The ballot, actually a survey that's being treated as a kind of vote, is giving those homeowners a chance to weigh in on the issue of boat and RV parking in residential neighborhoods. The surveys let Seminole officials get people's thoughts before considering a possible change to city rules.
"They really would like to have a reaction from the public before (council members) develop anything or decide not to do anything," Seminole City Manager Frank Edmunds said.
Because the questions have been asked of candidates for several years, Edmunds said officials assumed there is "some interest" from homeowners in having some restrictions on the parking of boats, trailers and RVs in residential neighborhoods."Where it goes from there is the big question," Edmunds said.
Seminole has few restrictions on the parking of boats, RVs and cars on residential streets or in yards. But Edmunds said over the course of time, council members on the campaign trail have heard complaints about those lax rules. After last March's election, the council decided to poll owners of single-family residences who would be the most affected by any changes.
Those surveys — 4,005 of them — went out early this month and were due back by Friday. Rather than counting them as they came in, city staff members created a sealed "ballot box" and stuffed the surveys in as they were returned.
The box was unsealed Friday, and the surveys were stacked on a table.
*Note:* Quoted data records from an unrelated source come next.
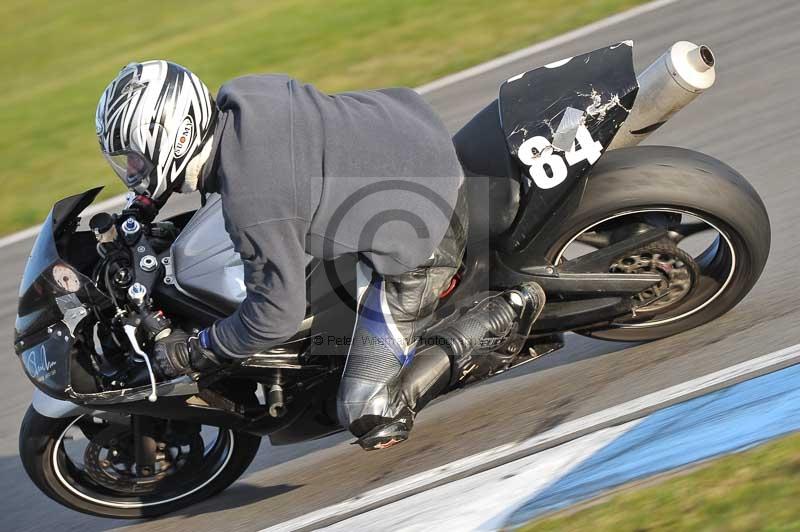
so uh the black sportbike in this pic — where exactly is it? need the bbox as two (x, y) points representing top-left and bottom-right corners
(15, 42), (769, 517)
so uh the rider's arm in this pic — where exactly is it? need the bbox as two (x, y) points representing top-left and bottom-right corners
(208, 217), (308, 358)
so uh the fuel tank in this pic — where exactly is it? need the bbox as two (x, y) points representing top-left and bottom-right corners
(170, 194), (327, 315)
(170, 194), (246, 312)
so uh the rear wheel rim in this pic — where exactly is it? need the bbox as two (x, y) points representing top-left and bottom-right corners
(553, 208), (737, 328)
(52, 415), (235, 509)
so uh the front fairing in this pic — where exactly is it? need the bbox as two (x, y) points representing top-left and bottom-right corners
(15, 209), (63, 337)
(17, 322), (75, 397)
(14, 188), (111, 398)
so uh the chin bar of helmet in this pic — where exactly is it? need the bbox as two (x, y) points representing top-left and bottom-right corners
(121, 193), (159, 224)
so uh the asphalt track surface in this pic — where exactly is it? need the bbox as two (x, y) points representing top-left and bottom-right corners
(1, 0), (798, 530)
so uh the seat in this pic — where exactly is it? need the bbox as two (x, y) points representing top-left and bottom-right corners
(452, 99), (521, 242)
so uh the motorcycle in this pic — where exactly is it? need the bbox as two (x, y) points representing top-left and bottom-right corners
(15, 41), (770, 518)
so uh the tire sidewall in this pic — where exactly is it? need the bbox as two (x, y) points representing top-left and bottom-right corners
(19, 406), (261, 519)
(536, 146), (770, 341)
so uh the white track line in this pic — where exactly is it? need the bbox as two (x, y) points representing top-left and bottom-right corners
(322, 421), (642, 531)
(0, 0), (681, 251)
(0, 193), (132, 249)
(261, 343), (800, 532)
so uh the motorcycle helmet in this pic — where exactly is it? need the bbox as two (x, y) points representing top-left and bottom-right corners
(95, 60), (217, 203)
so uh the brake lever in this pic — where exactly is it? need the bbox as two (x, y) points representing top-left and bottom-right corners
(122, 324), (158, 402)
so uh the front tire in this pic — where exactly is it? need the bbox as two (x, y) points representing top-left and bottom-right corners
(19, 406), (261, 519)
(542, 146), (770, 342)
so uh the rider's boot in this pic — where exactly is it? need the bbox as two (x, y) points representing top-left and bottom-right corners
(350, 344), (452, 450)
(343, 284), (545, 450)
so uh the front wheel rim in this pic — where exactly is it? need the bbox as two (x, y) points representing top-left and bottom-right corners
(52, 415), (236, 509)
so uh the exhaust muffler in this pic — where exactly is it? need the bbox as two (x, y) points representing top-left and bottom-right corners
(609, 41), (716, 149)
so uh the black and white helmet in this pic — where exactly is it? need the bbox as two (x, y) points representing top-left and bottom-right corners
(95, 60), (217, 202)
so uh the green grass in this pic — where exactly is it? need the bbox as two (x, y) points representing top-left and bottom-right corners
(0, 0), (647, 234)
(520, 431), (800, 532)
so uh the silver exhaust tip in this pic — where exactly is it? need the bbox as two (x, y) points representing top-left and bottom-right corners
(609, 41), (717, 149)
(668, 41), (716, 93)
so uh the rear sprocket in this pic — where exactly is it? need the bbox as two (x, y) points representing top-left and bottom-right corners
(609, 241), (700, 318)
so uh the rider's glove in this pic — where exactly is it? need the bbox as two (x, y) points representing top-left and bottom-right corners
(153, 329), (230, 378)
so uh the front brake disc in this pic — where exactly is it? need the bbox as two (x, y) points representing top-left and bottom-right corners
(83, 424), (203, 494)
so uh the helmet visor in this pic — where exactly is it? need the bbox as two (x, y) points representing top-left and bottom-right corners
(103, 150), (153, 192)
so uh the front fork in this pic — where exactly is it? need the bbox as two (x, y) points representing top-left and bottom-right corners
(132, 415), (158, 475)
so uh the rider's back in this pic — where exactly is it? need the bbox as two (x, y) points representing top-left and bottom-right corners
(207, 74), (463, 354)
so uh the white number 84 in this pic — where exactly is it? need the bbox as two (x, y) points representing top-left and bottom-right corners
(517, 126), (603, 190)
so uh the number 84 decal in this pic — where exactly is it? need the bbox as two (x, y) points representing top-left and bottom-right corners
(518, 125), (603, 190)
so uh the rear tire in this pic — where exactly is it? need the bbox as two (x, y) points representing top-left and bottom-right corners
(542, 146), (770, 342)
(19, 406), (261, 519)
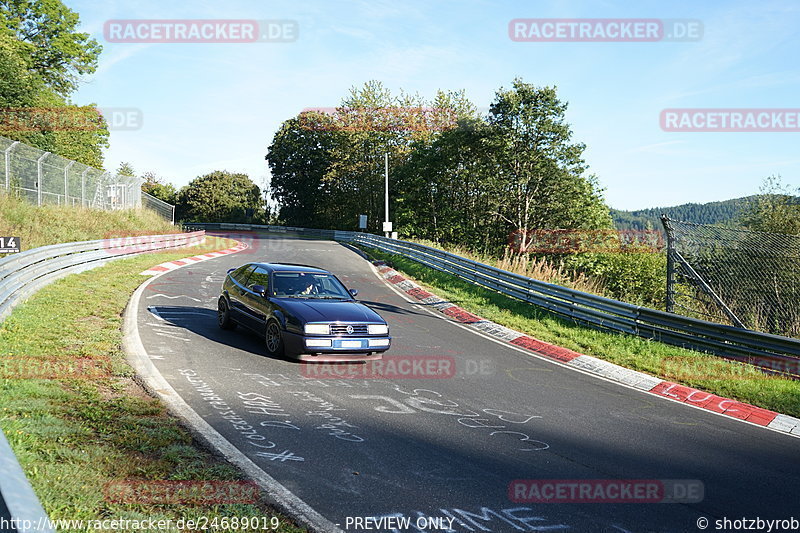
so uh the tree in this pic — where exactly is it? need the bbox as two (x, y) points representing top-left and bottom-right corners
(394, 115), (502, 248)
(265, 79), (609, 253)
(487, 79), (611, 253)
(0, 26), (41, 106)
(267, 80), (457, 231)
(741, 175), (800, 235)
(0, 0), (102, 96)
(0, 4), (108, 167)
(116, 161), (135, 176)
(141, 171), (178, 205)
(266, 117), (334, 227)
(176, 171), (266, 223)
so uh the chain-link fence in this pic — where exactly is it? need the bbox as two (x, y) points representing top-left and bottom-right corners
(662, 215), (800, 337)
(1, 134), (144, 210)
(142, 191), (175, 223)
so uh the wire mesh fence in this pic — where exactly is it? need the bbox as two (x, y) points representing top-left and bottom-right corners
(662, 216), (800, 337)
(142, 191), (175, 223)
(0, 134), (145, 210)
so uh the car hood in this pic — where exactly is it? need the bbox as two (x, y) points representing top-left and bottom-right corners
(276, 299), (385, 324)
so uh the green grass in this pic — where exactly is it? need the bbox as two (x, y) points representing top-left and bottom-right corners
(362, 247), (800, 418)
(0, 193), (179, 253)
(0, 241), (305, 533)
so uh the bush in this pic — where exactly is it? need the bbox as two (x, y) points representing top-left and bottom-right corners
(560, 251), (667, 308)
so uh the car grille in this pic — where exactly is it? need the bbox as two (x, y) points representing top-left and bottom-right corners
(330, 323), (370, 336)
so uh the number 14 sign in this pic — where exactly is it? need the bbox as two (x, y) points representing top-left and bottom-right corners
(0, 237), (20, 253)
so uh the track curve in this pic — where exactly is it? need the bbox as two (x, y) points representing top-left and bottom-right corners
(131, 234), (800, 533)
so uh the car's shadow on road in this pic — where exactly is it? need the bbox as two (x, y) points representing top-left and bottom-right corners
(146, 305), (290, 362)
(147, 305), (393, 367)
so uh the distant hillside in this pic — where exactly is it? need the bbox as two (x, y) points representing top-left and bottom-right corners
(611, 196), (756, 231)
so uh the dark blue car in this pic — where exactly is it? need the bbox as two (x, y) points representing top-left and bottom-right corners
(218, 262), (391, 361)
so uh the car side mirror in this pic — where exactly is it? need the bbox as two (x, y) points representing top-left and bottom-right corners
(252, 284), (267, 297)
(349, 288), (359, 298)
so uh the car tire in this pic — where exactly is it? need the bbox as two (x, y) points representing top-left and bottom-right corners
(217, 297), (237, 330)
(265, 319), (285, 357)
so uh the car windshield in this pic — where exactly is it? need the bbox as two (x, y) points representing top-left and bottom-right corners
(271, 272), (351, 299)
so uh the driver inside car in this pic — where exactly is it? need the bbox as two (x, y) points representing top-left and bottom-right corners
(294, 275), (317, 295)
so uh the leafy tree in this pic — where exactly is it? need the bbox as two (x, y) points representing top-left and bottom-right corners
(116, 161), (135, 176)
(0, 25), (40, 106)
(266, 117), (335, 227)
(319, 81), (428, 232)
(394, 115), (502, 249)
(141, 171), (178, 205)
(741, 175), (800, 235)
(0, 3), (108, 167)
(0, 0), (102, 96)
(487, 79), (611, 253)
(176, 171), (266, 223)
(268, 80), (459, 231)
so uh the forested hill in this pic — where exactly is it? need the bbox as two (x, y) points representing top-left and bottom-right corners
(611, 196), (755, 230)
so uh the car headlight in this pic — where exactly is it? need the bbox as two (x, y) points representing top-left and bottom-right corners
(304, 323), (330, 335)
(367, 324), (389, 335)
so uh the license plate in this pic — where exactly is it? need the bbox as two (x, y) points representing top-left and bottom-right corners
(340, 340), (363, 348)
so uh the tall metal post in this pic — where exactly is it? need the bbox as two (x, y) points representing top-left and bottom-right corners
(64, 161), (75, 206)
(4, 141), (19, 192)
(36, 152), (50, 206)
(384, 152), (389, 238)
(661, 215), (676, 313)
(81, 169), (89, 207)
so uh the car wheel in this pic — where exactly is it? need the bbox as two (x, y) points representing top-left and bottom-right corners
(217, 297), (237, 330)
(265, 320), (285, 357)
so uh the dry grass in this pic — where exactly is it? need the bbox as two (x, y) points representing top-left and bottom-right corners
(409, 238), (606, 295)
(0, 193), (179, 253)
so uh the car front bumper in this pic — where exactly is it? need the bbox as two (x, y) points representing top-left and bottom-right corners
(283, 331), (391, 361)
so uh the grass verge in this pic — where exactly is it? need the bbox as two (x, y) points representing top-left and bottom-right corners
(361, 246), (800, 418)
(0, 193), (179, 253)
(0, 238), (304, 533)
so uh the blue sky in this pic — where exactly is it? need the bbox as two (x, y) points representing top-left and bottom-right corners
(70, 0), (800, 210)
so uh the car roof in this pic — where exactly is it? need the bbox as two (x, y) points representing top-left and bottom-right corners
(251, 262), (330, 274)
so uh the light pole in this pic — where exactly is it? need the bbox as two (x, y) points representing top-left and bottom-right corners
(383, 152), (390, 237)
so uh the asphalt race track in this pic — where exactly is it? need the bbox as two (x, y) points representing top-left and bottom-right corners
(132, 233), (800, 533)
(0, 496), (14, 533)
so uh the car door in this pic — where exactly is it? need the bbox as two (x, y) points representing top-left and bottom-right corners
(240, 265), (272, 333)
(228, 264), (255, 321)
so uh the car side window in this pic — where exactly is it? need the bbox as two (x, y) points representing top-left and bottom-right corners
(247, 266), (270, 292)
(232, 264), (255, 285)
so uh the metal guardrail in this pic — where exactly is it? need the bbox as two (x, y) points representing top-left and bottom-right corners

Mark Ely, head of the city's development department, said it was unclear how many there were or how long it would take Seminole City Clerk Lesley DeMuth to count them, tally the answers to each of the three questions and tabulate them according to subdivision.
Ely said the public is welcome to come watch the tallying as it happens so residents can be sure there's no miscount. After the tabulation, the surveys will be available for public study.
The information, Ely said, will be used to build a database, which will then be taken to the council at a workshop, probably in November or December. At that time, council members also will have a chance to see what rules Pinellas County and the cities of Largo and Pinellas Park have as a way of comparing how the issue is handled elsewhere. (See box.)
Council members will then decide what rules they want to establish, if any.